Nina Bouraoui, Tous les Hommes désirent naturellement savoir, JC Lattes Editions (19€)

Une chronique d’Alain Fleitour

9782709660686-001-T

Nina Bouraoui, Tous les Hommes désirent naturellement savoirJC Lattes Editions,(19€)


Un récit émouvant comme un chant qui oscille entre l’intime et l’universel.
C’est un long poème, où l’encre dessine les creux et les silences, esquisse les vides, où le passé “étreint les autres, ceux dont l’histoire se propage à Nina Bouraoui”. C’est un assemblage de textes, plus exactement d’humeurs, de pauses et de soupirs qui s’imbriquent dans un récit, qui retourne toujours à la mer.
Ce récit “Tous les hommes désirent naturellement savoir” est une sorte de sentier initiatique où la mère de Nina est celle qui protège mais aussi celle qui porte les secrets de toute la famille, les failles et les fantômes que la jeune fille peu à peu déplient.

La narration est peut être un livre de psaumes, où il n’y pas de Dieu, mais quelque chose qui procède de l’amour. Il se vit comme une suite de chants, qui vous installe dans une méditation, une atmosphère de solitude végétative, trouble, que seule les femmes ont le droit de respirer, jusqu’à la suffocation. Nina parle de la voix de Ely page 35 “ c’est à sa voix si spéciale, que je la reconnais dans la nuit, cette forêt de femmes parmi lesquelles je me fraye un chemin pour la retrouver. »

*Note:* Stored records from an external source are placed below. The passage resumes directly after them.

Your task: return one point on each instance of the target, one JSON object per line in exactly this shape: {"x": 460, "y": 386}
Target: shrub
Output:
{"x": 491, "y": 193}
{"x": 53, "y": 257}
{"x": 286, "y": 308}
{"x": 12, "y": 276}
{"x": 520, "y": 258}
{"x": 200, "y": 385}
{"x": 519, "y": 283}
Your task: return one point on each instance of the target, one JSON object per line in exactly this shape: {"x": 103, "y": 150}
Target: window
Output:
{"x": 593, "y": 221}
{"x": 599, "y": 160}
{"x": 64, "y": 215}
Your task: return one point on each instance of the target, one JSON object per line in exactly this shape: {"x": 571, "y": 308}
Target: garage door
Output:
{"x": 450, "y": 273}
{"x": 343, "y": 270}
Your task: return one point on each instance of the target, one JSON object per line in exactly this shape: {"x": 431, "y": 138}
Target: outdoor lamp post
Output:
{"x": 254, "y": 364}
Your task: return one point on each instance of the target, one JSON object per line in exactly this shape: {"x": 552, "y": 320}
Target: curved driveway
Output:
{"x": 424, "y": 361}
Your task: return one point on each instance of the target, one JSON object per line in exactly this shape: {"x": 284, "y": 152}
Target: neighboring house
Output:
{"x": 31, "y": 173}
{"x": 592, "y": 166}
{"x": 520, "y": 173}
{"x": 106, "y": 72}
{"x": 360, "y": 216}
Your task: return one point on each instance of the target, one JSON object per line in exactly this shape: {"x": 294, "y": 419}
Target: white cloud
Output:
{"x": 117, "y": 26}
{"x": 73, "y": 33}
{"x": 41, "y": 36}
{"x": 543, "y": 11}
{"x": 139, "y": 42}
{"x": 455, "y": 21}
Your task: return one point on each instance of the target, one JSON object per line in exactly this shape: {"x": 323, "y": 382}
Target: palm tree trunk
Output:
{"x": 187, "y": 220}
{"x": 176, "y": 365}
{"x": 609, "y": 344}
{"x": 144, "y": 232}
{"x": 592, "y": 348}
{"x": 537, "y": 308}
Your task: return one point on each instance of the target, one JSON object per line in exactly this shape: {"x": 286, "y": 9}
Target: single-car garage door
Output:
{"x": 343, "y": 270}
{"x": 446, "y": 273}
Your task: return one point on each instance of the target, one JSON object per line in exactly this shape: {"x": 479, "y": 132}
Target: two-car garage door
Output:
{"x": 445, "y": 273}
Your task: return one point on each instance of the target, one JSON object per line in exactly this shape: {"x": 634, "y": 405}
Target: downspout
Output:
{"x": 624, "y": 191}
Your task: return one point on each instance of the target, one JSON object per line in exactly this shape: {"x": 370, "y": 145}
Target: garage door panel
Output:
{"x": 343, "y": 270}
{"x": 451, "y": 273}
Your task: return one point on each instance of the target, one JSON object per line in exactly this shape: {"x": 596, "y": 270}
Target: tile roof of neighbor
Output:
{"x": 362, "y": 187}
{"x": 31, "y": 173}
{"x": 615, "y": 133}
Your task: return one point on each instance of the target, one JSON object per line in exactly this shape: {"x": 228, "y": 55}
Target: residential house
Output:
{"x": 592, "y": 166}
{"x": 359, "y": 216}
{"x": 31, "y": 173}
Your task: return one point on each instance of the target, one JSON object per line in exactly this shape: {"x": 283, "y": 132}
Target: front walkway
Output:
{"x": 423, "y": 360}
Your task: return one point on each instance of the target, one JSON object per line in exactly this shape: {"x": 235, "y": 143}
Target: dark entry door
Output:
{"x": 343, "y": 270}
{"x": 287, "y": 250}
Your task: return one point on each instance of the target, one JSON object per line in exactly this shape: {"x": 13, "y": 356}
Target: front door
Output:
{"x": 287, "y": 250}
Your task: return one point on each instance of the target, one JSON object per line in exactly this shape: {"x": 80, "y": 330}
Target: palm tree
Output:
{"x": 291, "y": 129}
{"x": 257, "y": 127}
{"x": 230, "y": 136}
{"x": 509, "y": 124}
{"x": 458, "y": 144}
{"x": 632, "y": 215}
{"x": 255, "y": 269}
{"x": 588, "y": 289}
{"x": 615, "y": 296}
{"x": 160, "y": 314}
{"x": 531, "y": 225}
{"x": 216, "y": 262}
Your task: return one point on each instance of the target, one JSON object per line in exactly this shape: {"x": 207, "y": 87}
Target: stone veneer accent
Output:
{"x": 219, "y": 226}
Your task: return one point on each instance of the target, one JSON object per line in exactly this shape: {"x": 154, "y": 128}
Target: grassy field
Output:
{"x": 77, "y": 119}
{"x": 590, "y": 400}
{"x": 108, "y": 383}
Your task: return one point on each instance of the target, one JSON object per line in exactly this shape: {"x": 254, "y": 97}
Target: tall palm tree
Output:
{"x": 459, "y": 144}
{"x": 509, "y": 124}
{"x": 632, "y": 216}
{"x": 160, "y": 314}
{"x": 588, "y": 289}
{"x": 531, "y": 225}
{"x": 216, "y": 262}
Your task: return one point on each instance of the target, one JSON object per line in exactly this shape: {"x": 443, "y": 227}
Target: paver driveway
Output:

Cette mosaïque de mots parle de son enfance, chahutée par les multiples va-et-vient de ses parents, lui est algérien, elle est bretonne, ils se sont mariés à Rennes, mais ne se sont pas installés. La narratrice retrace le parcours de ses parents, elle ne trouvera aucune empreinte, car ils ne leur restent que des souvenirs, souvent flous, les photos de la famille sont rares, ces rues obscures de son enfance pourraient même suggérer un couple en fuite ou du moins, un couple qui cherche à passer inaperçu.

Dans ses souvenirs, elle évoque page 29 ses peurs ; dans les années 90, c’est la mort d’un médecin psychiatre qui marque le début de la « terreur algérienne. » C’est la peur encore qu’elle associe à cette femme si belle, l’épouse du Docteur, car dit-elle,   » sa femme française portait des jupes à plis, des chemisiers si fins qu’il laissait voir sa peau parsemée de taches de rousseur ; chacune d’entre elles était l’impact d’un baiser donné, un baiser du Docteur G. »

On pourrait dire aussi que ces textes, rassemble des chants d’amour, la quête inlassable de l’amour, celui que la jeune fille désire mais qu’elle a tant de mal à exprimer, à expliciter. C’est une crevasse qui s’ouvre sous elle, quand aucune de ses rencontres ne lui permet de trouver une passerelle entre son corps et ses désirs, ses désirs d’amour, son besoin d’être aimée. La fréquentation du Katmandou, club pour femmes homosexuelles, est une sorte de provocation, une présence semblable à celle que suggère le brouillard.

Le chemin qu’elle trace, est celui de son adolescence, l’affirmation de ce qu’elle savait sans se l’avouer, son homosexualité, et le chemin est long, depuis la honte qu’elle éprouve, une forme de honte sociale, aux premiers émois entre les bras d’une jeune femme qui l’aime sans savoir vraiment jusqu’au ira son premier amour. Elle souligne page 89, » je dois quitter mon enfance pour exister. »

Savoir, on aimerait savoir, tout savoir de l’amour, et même l’amour de l’amour, Nina Bouraoui nous laisse quelques parcelles de ce savoir quand elle écrit :  « je désire maintenant et je suis désirée, je suis sans passé, sans avenir et sans témoins, je pourrais disparaître entre ses mains et pourtant je renais. »
Le chant envoûtant d’une jeune femme dévissant sur les fissures de l’âme.